Tout au long de sa vie de pasteur, Richard Dahan a vu se transformer les paroisses où il exerçait son ministère, et leur environnement. Il a été un témoin privilégié des effets de la mondialisation sur le protestantisme français ; un protestantisme autrefois sociologiquement plus homogène et qui est désormais plus multicolore, plus marqué par les questions liées à l’interculturel. Avec, également, des relations qui s’établissent par-delà les frontières… Né en 1944, aujourd’hui installé dans le Gard, Richard Dahan se souvient de la manière dont il a peu à peu tissé des relations avec le Cameroun. «J’ai été pasteur à Aulnay-sous-Bois de 1973 à 1983. J’y ai vu les champs de blé devenir des forêts de béton. C’est pendant cette période que la paroisse a vu arriver des étudiants qui venaient d’Afrique. On s’est dit alors qu’ils allaient se retrouver dans un désert spirituel ; et le conseil de la paroisse a décidé de se mobiliser pour les accueillir. Les choses se sont faites petit à petit, on organisait des repas chez les uns et chez les autres ; ils ont pris des responsabilités ; un jeune qui avait un peu plus de vingt ans et son épouse sont devenus diacres, et c’est comme ça que tout a commencé.»

Des camps à l’aventure «La Solidarité – SOS-Santé»

Entrée du centre médical «La Solidarité – SOS-Santé» © Espérance Nord-Sud

A travers ce couple de jeunes diacres, Jérôme et Sara Minlend, se sont nouées les premières relations avec le Cameroun. Et lorsque Richard Dahan est parti exercer son ministère à Marseille, puis à Nice, il a emmené dans ses nouvelles paroisses les liens tissés à Aulnay-sous-Bois, qui se sont enrichis d’autres rencontres : «A Marseille, la paroisse s’est mobilisée pour faire un camp de jeunes français et camerounais.» Il a été organisé en 1987 à Matomb, au Sud du Cameroun, sous l’impulsion de Jérôme et Sara Minlend, avant un séjour-retour deux ans plus tard à Marseille. Dès lors ont suivi une série de camps organisés tantôt en France, tantôt au Cameroun, dans le cadre des Églises protestantes, et avec le soutien du Défap et de la Cevaa.

Le but premier était de mieux connaître l’Afrique et le Cameroun.

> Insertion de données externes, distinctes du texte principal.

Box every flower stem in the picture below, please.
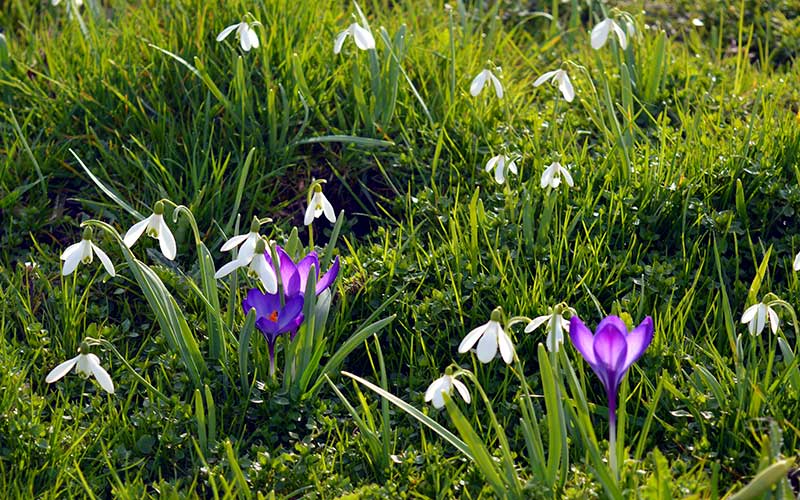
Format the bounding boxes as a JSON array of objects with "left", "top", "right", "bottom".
[{"left": 608, "top": 392, "right": 618, "bottom": 483}]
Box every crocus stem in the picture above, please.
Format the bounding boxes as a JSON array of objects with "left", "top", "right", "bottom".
[
  {"left": 608, "top": 392, "right": 618, "bottom": 483},
  {"left": 268, "top": 342, "right": 277, "bottom": 381}
]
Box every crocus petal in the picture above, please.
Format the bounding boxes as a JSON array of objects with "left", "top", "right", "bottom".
[
  {"left": 470, "top": 70, "right": 488, "bottom": 97},
  {"left": 274, "top": 246, "right": 300, "bottom": 296},
  {"left": 216, "top": 23, "right": 239, "bottom": 42},
  {"left": 296, "top": 252, "right": 320, "bottom": 294},
  {"left": 91, "top": 243, "right": 116, "bottom": 277},
  {"left": 316, "top": 256, "right": 340, "bottom": 295},
  {"left": 87, "top": 354, "right": 114, "bottom": 394},
  {"left": 497, "top": 327, "right": 515, "bottom": 364},
  {"left": 612, "top": 21, "right": 628, "bottom": 49},
  {"left": 622, "top": 316, "right": 654, "bottom": 369},
  {"left": 333, "top": 30, "right": 349, "bottom": 54},
  {"left": 767, "top": 307, "right": 779, "bottom": 334},
  {"left": 557, "top": 72, "right": 575, "bottom": 102},
  {"left": 158, "top": 218, "right": 177, "bottom": 260},
  {"left": 591, "top": 19, "right": 612, "bottom": 49},
  {"left": 533, "top": 70, "right": 558, "bottom": 87},
  {"left": 45, "top": 355, "right": 80, "bottom": 383},
  {"left": 458, "top": 322, "right": 488, "bottom": 353},
  {"left": 488, "top": 72, "right": 504, "bottom": 99},
  {"left": 61, "top": 241, "right": 88, "bottom": 276},
  {"left": 569, "top": 316, "right": 597, "bottom": 365},
  {"left": 214, "top": 258, "right": 245, "bottom": 279},
  {"left": 123, "top": 217, "right": 150, "bottom": 248},
  {"left": 524, "top": 315, "right": 550, "bottom": 333},
  {"left": 352, "top": 24, "right": 375, "bottom": 50},
  {"left": 595, "top": 315, "right": 628, "bottom": 337},
  {"left": 277, "top": 295, "right": 305, "bottom": 332},
  {"left": 452, "top": 378, "right": 471, "bottom": 404},
  {"left": 592, "top": 325, "right": 628, "bottom": 391},
  {"left": 476, "top": 323, "right": 499, "bottom": 363},
  {"left": 221, "top": 233, "right": 249, "bottom": 252}
]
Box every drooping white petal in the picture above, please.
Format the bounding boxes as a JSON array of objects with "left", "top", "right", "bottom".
[
  {"left": 485, "top": 155, "right": 501, "bottom": 173},
  {"left": 476, "top": 322, "right": 499, "bottom": 363},
  {"left": 533, "top": 70, "right": 558, "bottom": 88},
  {"left": 158, "top": 218, "right": 177, "bottom": 260},
  {"left": 61, "top": 240, "right": 89, "bottom": 276},
  {"left": 304, "top": 202, "right": 316, "bottom": 225},
  {"left": 452, "top": 378, "right": 471, "bottom": 404},
  {"left": 60, "top": 240, "right": 85, "bottom": 263},
  {"left": 470, "top": 70, "right": 489, "bottom": 97},
  {"left": 458, "top": 322, "right": 488, "bottom": 353},
  {"left": 214, "top": 258, "right": 246, "bottom": 279},
  {"left": 794, "top": 251, "right": 800, "bottom": 271},
  {"left": 507, "top": 159, "right": 518, "bottom": 175},
  {"left": 321, "top": 194, "right": 336, "bottom": 223},
  {"left": 124, "top": 217, "right": 151, "bottom": 248},
  {"left": 541, "top": 163, "right": 557, "bottom": 188},
  {"left": 611, "top": 21, "right": 628, "bottom": 49},
  {"left": 557, "top": 71, "right": 575, "bottom": 102},
  {"left": 424, "top": 376, "right": 447, "bottom": 402},
  {"left": 494, "top": 158, "right": 506, "bottom": 184},
  {"left": 591, "top": 18, "right": 612, "bottom": 49},
  {"left": 560, "top": 165, "right": 575, "bottom": 187},
  {"left": 767, "top": 307, "right": 779, "bottom": 334},
  {"left": 87, "top": 354, "right": 114, "bottom": 394},
  {"left": 756, "top": 303, "right": 766, "bottom": 336},
  {"left": 741, "top": 304, "right": 759, "bottom": 324},
  {"left": 247, "top": 27, "right": 260, "bottom": 49},
  {"left": 45, "top": 355, "right": 80, "bottom": 383},
  {"left": 488, "top": 72, "right": 504, "bottom": 99},
  {"left": 251, "top": 254, "right": 278, "bottom": 293},
  {"left": 525, "top": 315, "right": 550, "bottom": 333},
  {"left": 75, "top": 353, "right": 93, "bottom": 377},
  {"left": 221, "top": 233, "right": 249, "bottom": 252},
  {"left": 497, "top": 327, "right": 514, "bottom": 364},
  {"left": 240, "top": 26, "right": 253, "bottom": 51},
  {"left": 333, "top": 30, "right": 349, "bottom": 54},
  {"left": 91, "top": 242, "right": 116, "bottom": 277},
  {"left": 216, "top": 23, "right": 239, "bottom": 42},
  {"left": 352, "top": 24, "right": 375, "bottom": 50}
]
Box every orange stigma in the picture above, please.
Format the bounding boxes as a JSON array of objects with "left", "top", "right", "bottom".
[{"left": 268, "top": 310, "right": 279, "bottom": 322}]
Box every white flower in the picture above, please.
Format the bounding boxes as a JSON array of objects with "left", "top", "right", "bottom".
[
  {"left": 591, "top": 18, "right": 628, "bottom": 50},
  {"left": 218, "top": 217, "right": 262, "bottom": 264},
  {"left": 424, "top": 373, "right": 470, "bottom": 409},
  {"left": 525, "top": 309, "right": 570, "bottom": 352},
  {"left": 458, "top": 309, "right": 514, "bottom": 364},
  {"left": 794, "top": 250, "right": 800, "bottom": 272},
  {"left": 741, "top": 301, "right": 779, "bottom": 336},
  {"left": 333, "top": 23, "right": 375, "bottom": 54},
  {"left": 123, "top": 202, "right": 177, "bottom": 260},
  {"left": 61, "top": 228, "right": 115, "bottom": 277},
  {"left": 470, "top": 69, "right": 504, "bottom": 99},
  {"left": 484, "top": 154, "right": 518, "bottom": 185},
  {"left": 52, "top": 0, "right": 83, "bottom": 6},
  {"left": 540, "top": 162, "right": 574, "bottom": 189},
  {"left": 216, "top": 21, "right": 260, "bottom": 52},
  {"left": 304, "top": 186, "right": 336, "bottom": 225},
  {"left": 533, "top": 69, "right": 574, "bottom": 102},
  {"left": 214, "top": 237, "right": 277, "bottom": 293},
  {"left": 46, "top": 347, "right": 114, "bottom": 394}
]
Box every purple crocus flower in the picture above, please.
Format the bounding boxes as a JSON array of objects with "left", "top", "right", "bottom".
[
  {"left": 265, "top": 245, "right": 340, "bottom": 297},
  {"left": 569, "top": 315, "right": 653, "bottom": 474},
  {"left": 243, "top": 288, "right": 305, "bottom": 376}
]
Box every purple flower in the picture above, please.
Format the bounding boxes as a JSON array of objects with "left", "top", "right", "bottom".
[
  {"left": 265, "top": 245, "right": 340, "bottom": 298},
  {"left": 569, "top": 315, "right": 653, "bottom": 435},
  {"left": 243, "top": 289, "right": 305, "bottom": 376}
]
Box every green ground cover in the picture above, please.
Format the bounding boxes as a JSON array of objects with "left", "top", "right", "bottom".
[{"left": 2, "top": 0, "right": 800, "bottom": 498}]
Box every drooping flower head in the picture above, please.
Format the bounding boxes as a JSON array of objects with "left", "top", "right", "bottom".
[
  {"left": 569, "top": 315, "right": 653, "bottom": 428},
  {"left": 219, "top": 216, "right": 263, "bottom": 263},
  {"left": 470, "top": 69, "right": 504, "bottom": 99},
  {"left": 591, "top": 18, "right": 628, "bottom": 50},
  {"left": 123, "top": 200, "right": 177, "bottom": 260},
  {"left": 741, "top": 301, "right": 779, "bottom": 336},
  {"left": 458, "top": 307, "right": 514, "bottom": 364},
  {"left": 304, "top": 184, "right": 336, "bottom": 226},
  {"left": 525, "top": 304, "right": 571, "bottom": 352},
  {"left": 425, "top": 372, "right": 470, "bottom": 409},
  {"left": 61, "top": 227, "right": 116, "bottom": 277},
  {"left": 215, "top": 237, "right": 278, "bottom": 293},
  {"left": 243, "top": 289, "right": 305, "bottom": 376},
  {"left": 46, "top": 341, "right": 115, "bottom": 394},
  {"left": 484, "top": 154, "right": 518, "bottom": 185},
  {"left": 333, "top": 22, "right": 375, "bottom": 54},
  {"left": 217, "top": 20, "right": 260, "bottom": 52},
  {"left": 533, "top": 68, "right": 574, "bottom": 102},
  {"left": 540, "top": 162, "right": 574, "bottom": 190}
]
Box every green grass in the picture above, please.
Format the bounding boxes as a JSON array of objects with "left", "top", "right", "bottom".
[{"left": 2, "top": 0, "right": 800, "bottom": 497}]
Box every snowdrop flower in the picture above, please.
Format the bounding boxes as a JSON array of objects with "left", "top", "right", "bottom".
[
  {"left": 215, "top": 237, "right": 278, "bottom": 293},
  {"left": 123, "top": 201, "right": 177, "bottom": 260},
  {"left": 591, "top": 18, "right": 628, "bottom": 50},
  {"left": 458, "top": 307, "right": 514, "bottom": 364},
  {"left": 61, "top": 227, "right": 115, "bottom": 277},
  {"left": 470, "top": 69, "right": 503, "bottom": 99},
  {"left": 46, "top": 342, "right": 114, "bottom": 394},
  {"left": 216, "top": 21, "right": 260, "bottom": 52},
  {"left": 794, "top": 250, "right": 800, "bottom": 272},
  {"left": 425, "top": 372, "right": 470, "bottom": 409},
  {"left": 333, "top": 23, "right": 375, "bottom": 54},
  {"left": 484, "top": 154, "right": 518, "bottom": 185},
  {"left": 741, "top": 301, "right": 779, "bottom": 336},
  {"left": 525, "top": 305, "right": 571, "bottom": 352},
  {"left": 52, "top": 0, "right": 83, "bottom": 6},
  {"left": 218, "top": 217, "right": 262, "bottom": 264},
  {"left": 540, "top": 162, "right": 574, "bottom": 190},
  {"left": 533, "top": 68, "right": 574, "bottom": 102},
  {"left": 304, "top": 184, "right": 336, "bottom": 225}
]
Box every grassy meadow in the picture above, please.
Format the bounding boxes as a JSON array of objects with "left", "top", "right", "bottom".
[{"left": 2, "top": 0, "right": 800, "bottom": 498}]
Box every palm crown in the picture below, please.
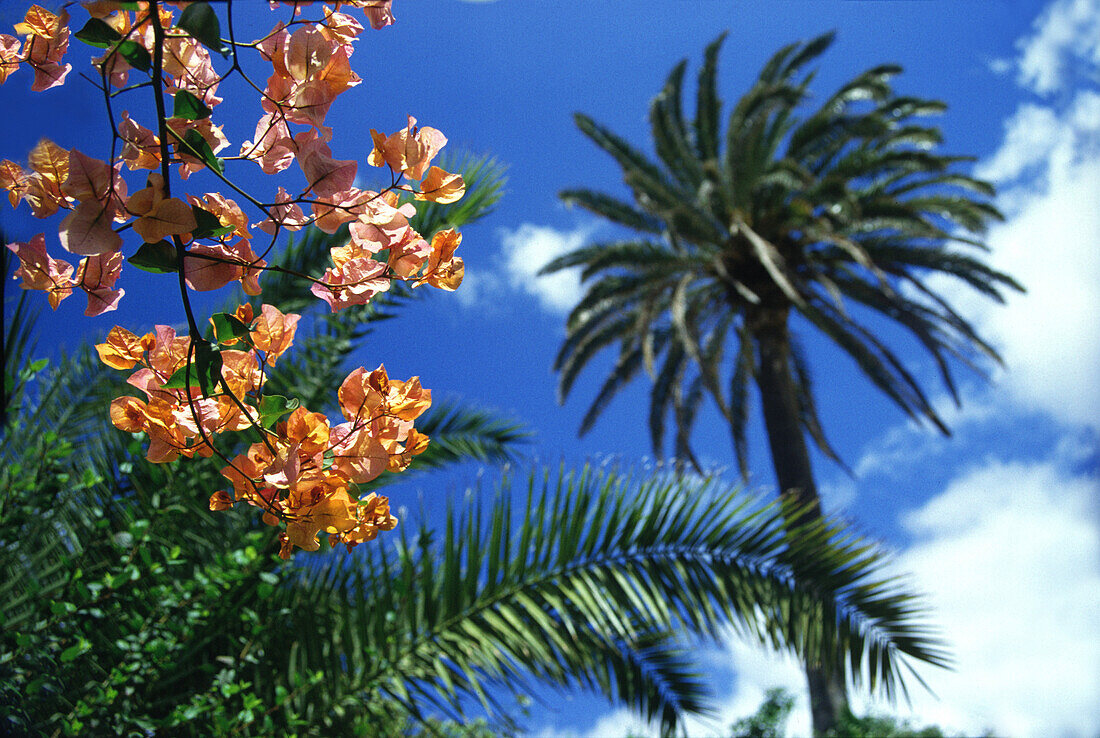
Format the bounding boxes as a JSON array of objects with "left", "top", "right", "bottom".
[{"left": 544, "top": 31, "right": 1023, "bottom": 475}]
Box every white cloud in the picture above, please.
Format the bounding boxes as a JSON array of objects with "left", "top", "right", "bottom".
[
  {"left": 498, "top": 223, "right": 591, "bottom": 314},
  {"left": 1016, "top": 0, "right": 1100, "bottom": 95},
  {"left": 853, "top": 387, "right": 998, "bottom": 479},
  {"left": 967, "top": 89, "right": 1100, "bottom": 428},
  {"left": 967, "top": 6, "right": 1100, "bottom": 431},
  {"left": 818, "top": 476, "right": 858, "bottom": 514},
  {"left": 885, "top": 458, "right": 1100, "bottom": 737},
  {"left": 974, "top": 103, "right": 1062, "bottom": 184},
  {"left": 529, "top": 708, "right": 650, "bottom": 738},
  {"left": 452, "top": 269, "right": 502, "bottom": 309}
]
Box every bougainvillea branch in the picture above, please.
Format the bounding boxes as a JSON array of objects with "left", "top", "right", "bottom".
[{"left": 2, "top": 1, "right": 466, "bottom": 558}]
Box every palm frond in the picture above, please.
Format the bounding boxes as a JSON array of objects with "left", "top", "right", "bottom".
[
  {"left": 559, "top": 189, "right": 664, "bottom": 234},
  {"left": 252, "top": 465, "right": 948, "bottom": 732},
  {"left": 694, "top": 32, "right": 729, "bottom": 162},
  {"left": 408, "top": 399, "right": 531, "bottom": 471}
]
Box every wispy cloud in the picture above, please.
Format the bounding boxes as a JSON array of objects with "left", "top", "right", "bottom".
[
  {"left": 497, "top": 223, "right": 592, "bottom": 314},
  {"left": 1015, "top": 0, "right": 1100, "bottom": 95}
]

Puis, à travers ces rencontres de jeunes, de déconstruire les idées préconçues, les préjugés, et en s’appuyant sur une réflexion basée sur les textes bibliques, d’y puiser les forces de l’amour pour construire une «Terre Nouvelle». L’implication auprès de la population camerounaise est venue naturellement, et les séjours successifs de jeunes Français et Camerounais ont permis de rénover une chapelle à Matomb, d’édifier un hôpital à Mbouda… De riches aventures humaines sont parties de là, comme celle de ce groupe de jeunes Camerounais qui, lors d’un camp organisé en 1996, ont décidé de créer un centre médical dans un quartier pauvre de Douala, «La Solidarité – SOS-Santé». Dans des conditions difficiles, sans salaire pendant un an, l’équipe emmenée par Isaac Mouansie a réussi à assurer la pérennité du projet, qui existe encore aujourd’hui. Il a construit sa légitimité auprès des autorités et de la population, a renforcé au fil des années son offre de soins, a ouvert une annexe hors de Douala, à Foumban, avec l’aide des «campeurs» venus de France et du Cameroun ; et surtout, depuis des années, il a apporté des services inestimables au sein d’un quartier déshérité de la capitale camerounaise.

14 séjours au Cameroun

Cuisine traditionnelle : un gaspillage des ressources en bois © Espérance Nord-Sud

Richard Dahan le reconnaît volontiers aujourd’hui : cette relation particulière avec le Cameroun «a été un des fils conducteurs de mon ministère». Il y a fait déjà 14 séjours, soit à titre personnel, soit en accompagnant un groupe. Ce qui avait commencé sous la forme de relations personnelles au sein d’une paroisse d’Île-de-France a ainsi pris de plus en plus d’ampleur, s’est doté d’un cadre sous la forme d’une association, «Espérance Nord-Sud». C’est cette association qui a contribué à conserver le lien entre tous les participants des camps organisés au Cameroun, dispersés par la vie entre diverses paroisses ; c’est à travers elle que s’est organisé le soutien au centre médical de Douala, à la chapelle et aux divers projets qui accompagnaient les camps, sous la forme d’une aide financière, de l’envoi de conteneurs, de visites. Un soutien qui se poursuit depuis une vingtaine d’années…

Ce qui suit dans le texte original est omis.